The call to OptionsToken::exerciseAndZap can be front-run (with the risk varying per network) to “tilt” the liquidity pool before joining, so that the funds that enter the pool appear worthless, at great loss to the caller of the function. Subsequent untilting of the pool can yield gains for the attacker. A function parameter that allows specifying the minimum expected amount of the liquidity pool (preonBpt) token should be added, to provide protection to callers.

function exerciseAndZap(
uint256 amount,
address recipient
) external virtual returns (uint256 bptAmount) {
...
uint256 _before = preonBpt.balanceOf(recipient);
...
balancerVault.joinPool(
preonBpt.getPoolId(),
address(this),
recipient,
IVault.JoinPoolRequest({
assets: assets,
maxAmountsIn: maxAmountsIn,
userData: abi.encode(1, maxAmountsIn, 0),
fromInternalBalance: false
})
);

bptAmount = preonBpt.balanceOf(recipient) - _before;
// Dedaub: this amount is never checked against anything

emit ExerciseAndZap(msg.sender, recipient, amount, bptAmount);
}


MEDIUM SEVERITY

M1

[Gravita consideration] Reentrancy considerations

M1MEDIUM

[Gravita consideration] Reentrancy considerations
info

We recommend the use of the protocol only with tokens that do not have callbacks to untrusted parties, to completely mitigate all reentrancy concerns. However, the Gravita codebase should already be hardened against reentrancy (for “usual” callbacks), so the main concern is with “rare” callback patterns.
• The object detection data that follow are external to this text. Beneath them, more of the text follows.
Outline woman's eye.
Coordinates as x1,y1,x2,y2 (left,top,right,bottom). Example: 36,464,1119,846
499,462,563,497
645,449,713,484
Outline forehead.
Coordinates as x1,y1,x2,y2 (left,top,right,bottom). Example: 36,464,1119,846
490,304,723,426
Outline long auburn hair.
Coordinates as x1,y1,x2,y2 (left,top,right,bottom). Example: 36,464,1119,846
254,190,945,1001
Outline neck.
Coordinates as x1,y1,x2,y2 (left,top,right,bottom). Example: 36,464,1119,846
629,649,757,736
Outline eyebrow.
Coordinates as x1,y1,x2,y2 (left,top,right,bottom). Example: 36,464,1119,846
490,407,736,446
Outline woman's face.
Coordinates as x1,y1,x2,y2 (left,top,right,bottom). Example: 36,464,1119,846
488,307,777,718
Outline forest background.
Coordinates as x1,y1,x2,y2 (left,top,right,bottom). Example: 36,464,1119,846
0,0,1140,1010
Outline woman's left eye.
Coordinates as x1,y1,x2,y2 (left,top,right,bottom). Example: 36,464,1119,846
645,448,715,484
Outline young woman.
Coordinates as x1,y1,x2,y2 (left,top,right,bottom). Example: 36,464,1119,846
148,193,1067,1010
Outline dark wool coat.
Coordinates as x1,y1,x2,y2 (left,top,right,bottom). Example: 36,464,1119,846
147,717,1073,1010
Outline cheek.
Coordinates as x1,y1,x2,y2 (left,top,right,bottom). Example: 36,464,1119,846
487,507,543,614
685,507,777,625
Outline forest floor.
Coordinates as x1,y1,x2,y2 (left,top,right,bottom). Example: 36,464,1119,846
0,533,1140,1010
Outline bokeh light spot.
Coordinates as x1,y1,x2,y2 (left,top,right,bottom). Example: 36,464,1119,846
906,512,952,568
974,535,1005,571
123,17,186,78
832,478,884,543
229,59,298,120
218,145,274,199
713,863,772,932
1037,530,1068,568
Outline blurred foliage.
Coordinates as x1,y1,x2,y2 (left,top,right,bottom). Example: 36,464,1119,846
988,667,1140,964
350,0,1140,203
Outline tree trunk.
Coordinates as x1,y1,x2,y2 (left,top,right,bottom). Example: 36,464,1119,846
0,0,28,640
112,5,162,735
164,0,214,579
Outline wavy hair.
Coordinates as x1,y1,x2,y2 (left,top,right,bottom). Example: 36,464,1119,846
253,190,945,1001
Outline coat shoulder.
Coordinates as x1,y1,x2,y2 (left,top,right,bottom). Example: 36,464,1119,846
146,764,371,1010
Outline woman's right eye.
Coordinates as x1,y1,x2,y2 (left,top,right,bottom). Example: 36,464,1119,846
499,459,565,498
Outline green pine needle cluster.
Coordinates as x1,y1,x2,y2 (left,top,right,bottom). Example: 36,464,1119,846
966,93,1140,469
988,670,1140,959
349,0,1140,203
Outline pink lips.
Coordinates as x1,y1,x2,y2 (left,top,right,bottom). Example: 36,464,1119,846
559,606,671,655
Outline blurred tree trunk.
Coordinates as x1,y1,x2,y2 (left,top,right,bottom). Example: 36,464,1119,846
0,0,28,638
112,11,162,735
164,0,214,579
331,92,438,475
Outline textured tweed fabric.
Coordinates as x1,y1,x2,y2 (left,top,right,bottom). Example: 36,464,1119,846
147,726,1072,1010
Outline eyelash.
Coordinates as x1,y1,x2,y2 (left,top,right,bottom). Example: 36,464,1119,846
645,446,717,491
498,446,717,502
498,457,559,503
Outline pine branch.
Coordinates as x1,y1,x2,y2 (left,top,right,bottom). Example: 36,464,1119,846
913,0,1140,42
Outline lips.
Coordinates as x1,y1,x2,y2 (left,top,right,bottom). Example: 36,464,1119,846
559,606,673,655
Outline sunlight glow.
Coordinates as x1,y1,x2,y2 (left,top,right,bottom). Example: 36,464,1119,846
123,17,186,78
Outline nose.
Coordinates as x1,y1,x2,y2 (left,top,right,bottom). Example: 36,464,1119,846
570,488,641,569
Namely, the protocol should not be used with collateral tokens that perform callbacks to the sender of tokens. E.g., ERC 777 tokens have this behavior and they are well-known as reentrancy death traps. Since these tokens are very rare, this is not a true limitation.

The specific threat with such tokens is that the internal function BorrowerOperations::_activePoolAddColl (which does a transferFrom from an untrusted party) is used in the middle of code that has complex effects after the function call. Viewed differently, such tokens are very different from ETH in callback behavior, and since the Liquity codebase of origin has been written and tested with ETH in mind, such unintuitive callbacks can yield major violations of the checks-effects-interactions pattern.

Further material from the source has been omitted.